Tuesday, September 06, 2011

Cosmo Lee on Metallica



Just a quick post here to say thanks to Cosmo Lee at Invisible Oranges—the site that launched my Heavy Metal Be-Bop interview series—for his outstanding ongoing series "Metallica: The First Four Albums." To bring you up to speed real quick: Cosmo is, in my opinion, hands down the best writer-about-metal on the internet, and for the past few years (five or so?), he's overseen the Invisible Oranges site. He's leaving IO in a few weeks to focus on other projects, and by way of a farewell, he's been running down the first four Metallica records track-by-track (one blog post apiece, i.e.). It's a really impressive project, and as rigorous as it is, it's not formulaic—he's basically taking each track as it comes, offering focused yet unfettered impressions filtered through his identity as a guitarist and through his lengthy Metallica fandom (i.e., how the music sounded to him as a teenager and how it sounds to him now). Here's yesterday's post on the classic instrumental "Orion"; you'll find the rest of the series linked at the bottom.
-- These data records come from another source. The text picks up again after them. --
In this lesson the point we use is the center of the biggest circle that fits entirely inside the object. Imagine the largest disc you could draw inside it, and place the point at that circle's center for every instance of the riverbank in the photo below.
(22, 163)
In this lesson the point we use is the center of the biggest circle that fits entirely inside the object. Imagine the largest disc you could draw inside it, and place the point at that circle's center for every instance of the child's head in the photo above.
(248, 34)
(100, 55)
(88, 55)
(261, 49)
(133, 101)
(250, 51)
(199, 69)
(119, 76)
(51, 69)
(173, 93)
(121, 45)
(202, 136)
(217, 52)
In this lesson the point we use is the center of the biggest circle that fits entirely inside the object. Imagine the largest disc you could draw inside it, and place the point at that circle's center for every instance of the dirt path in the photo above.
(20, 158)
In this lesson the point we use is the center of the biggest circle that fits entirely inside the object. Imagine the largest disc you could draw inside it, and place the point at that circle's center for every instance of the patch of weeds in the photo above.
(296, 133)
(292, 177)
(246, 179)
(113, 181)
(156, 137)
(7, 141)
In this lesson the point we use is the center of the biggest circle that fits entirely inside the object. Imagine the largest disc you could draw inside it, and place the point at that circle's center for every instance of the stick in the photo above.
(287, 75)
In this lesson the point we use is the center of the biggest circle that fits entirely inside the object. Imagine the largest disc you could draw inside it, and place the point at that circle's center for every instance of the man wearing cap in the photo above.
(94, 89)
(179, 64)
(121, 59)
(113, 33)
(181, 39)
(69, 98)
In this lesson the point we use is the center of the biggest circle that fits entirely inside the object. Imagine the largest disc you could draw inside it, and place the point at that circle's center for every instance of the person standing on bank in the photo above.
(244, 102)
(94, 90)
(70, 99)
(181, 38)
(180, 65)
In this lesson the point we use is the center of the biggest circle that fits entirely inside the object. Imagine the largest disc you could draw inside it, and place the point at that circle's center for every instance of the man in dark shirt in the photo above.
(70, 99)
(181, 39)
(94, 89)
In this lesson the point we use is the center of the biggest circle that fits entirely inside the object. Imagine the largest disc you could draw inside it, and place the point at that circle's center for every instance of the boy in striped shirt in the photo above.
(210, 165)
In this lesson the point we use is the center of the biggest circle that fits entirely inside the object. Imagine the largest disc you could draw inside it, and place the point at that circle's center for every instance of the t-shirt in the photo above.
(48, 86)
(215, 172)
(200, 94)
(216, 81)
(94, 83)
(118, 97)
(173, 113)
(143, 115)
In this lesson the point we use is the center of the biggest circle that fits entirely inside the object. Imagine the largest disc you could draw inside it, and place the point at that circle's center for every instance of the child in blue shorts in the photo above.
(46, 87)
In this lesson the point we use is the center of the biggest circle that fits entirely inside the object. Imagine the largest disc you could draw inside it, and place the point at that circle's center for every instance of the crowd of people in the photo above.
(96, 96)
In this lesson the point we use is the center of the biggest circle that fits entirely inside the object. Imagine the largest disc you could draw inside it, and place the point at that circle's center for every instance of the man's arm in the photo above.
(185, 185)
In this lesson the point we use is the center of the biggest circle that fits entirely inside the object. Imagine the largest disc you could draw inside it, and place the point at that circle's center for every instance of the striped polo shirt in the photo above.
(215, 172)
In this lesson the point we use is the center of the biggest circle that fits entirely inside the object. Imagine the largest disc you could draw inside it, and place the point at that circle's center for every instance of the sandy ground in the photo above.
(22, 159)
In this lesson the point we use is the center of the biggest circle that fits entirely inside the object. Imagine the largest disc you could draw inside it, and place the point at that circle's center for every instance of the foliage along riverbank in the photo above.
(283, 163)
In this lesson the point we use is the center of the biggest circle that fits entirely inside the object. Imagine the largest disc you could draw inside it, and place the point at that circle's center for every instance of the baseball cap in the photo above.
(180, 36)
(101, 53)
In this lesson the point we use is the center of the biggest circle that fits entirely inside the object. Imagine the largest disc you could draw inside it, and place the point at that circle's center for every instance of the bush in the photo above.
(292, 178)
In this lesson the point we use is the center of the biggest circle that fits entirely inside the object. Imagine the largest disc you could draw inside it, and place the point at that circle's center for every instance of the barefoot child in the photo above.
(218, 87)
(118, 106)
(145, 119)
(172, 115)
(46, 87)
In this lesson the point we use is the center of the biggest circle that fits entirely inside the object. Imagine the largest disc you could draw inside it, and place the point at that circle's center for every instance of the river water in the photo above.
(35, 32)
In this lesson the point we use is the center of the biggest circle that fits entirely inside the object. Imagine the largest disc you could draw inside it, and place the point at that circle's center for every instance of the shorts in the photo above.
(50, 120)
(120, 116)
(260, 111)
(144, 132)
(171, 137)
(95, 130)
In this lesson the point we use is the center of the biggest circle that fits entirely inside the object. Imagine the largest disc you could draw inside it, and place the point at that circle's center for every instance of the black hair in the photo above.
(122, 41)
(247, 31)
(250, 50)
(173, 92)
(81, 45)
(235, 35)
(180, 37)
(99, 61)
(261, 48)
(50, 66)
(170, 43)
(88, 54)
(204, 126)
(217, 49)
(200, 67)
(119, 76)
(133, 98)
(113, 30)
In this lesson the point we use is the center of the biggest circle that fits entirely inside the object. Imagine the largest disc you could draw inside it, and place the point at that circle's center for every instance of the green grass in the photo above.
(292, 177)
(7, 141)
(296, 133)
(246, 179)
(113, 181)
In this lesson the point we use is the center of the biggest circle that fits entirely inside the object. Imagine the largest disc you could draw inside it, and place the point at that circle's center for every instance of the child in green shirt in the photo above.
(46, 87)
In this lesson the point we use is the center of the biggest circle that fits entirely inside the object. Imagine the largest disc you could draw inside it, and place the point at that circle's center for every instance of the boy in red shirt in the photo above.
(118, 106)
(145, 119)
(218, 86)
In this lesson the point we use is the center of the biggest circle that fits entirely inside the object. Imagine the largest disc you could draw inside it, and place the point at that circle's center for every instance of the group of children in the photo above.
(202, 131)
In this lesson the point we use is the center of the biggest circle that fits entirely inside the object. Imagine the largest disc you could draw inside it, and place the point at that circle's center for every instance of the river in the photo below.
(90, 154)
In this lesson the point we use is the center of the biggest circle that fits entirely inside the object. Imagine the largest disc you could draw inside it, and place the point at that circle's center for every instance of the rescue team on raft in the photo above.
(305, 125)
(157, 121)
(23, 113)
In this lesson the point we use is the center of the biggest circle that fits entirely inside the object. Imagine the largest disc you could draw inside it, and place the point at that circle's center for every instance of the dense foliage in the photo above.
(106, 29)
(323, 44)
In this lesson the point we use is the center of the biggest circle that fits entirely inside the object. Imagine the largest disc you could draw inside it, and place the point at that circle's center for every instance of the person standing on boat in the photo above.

In particular, this series has reawakened me to the glory of Master of Puppets. My favorite Metallica album is …And Justice for All, but Cosmo has helped me to see that in a way, side two of Puppets is a prelude to Justice. During the "First Four Albums" series, he has written several times about the "anxiety" of Justice. It's not a word I ever thought to use to describe the album, but I know what he means: Justice is incredibly clenched, obsessive, maniacal in its detail, devoid of fun, exhaustive. The band members look joyless and battle-hardened in the inner-sleeve photos, and this makes sense when you hear the music.

This obsessiveness kicks into high gear on side two of Puppets. The track that grabs me the most is "Disposable Heroes"—stream it above—which has long been among my two or three favorite Metallica songs. I was just listening to it this morning and marveling at the enormous amount of CONTENT in the song. Same goes for pretty much all of Justice: You simply can't believe they're stuffing this much INFORMATION into a rock composition, and not useless technical detail. It all makes total, merciless sense. And set against this proggy maximalism is an anthemic-punk sensibility. At the same time as it was scaling new heights of technicality, Metallica was writing its catchiest songs to date.

Dig the prechorus thrash section in "Heroes"—it reoccurs in the song, but you can hear one example at 3:12—which follows a pattern of two bars of four, then two bars of three. The little rhythmic hiccups created by the three-beat bars are pure pleasure for me. This fast, techy build-up gives way to a brief lead-guitar passage and then a turbulent transition sequence before opening up into a total rock-out chorus (the "Back to the front!" part). This is just one of the countless little journeys that Metallica took its listeners on during this classic mid-to-late-’80s period: a perfect juxtaposition of Apollonian and Dionysian musical tendencies.

It's a pleasure to rediscover these albums that I've loved so long in the company of a writer as skilled and insightful as Cosmo. Read the posts and savor the glory of the music, the absolute pinnacle of metal.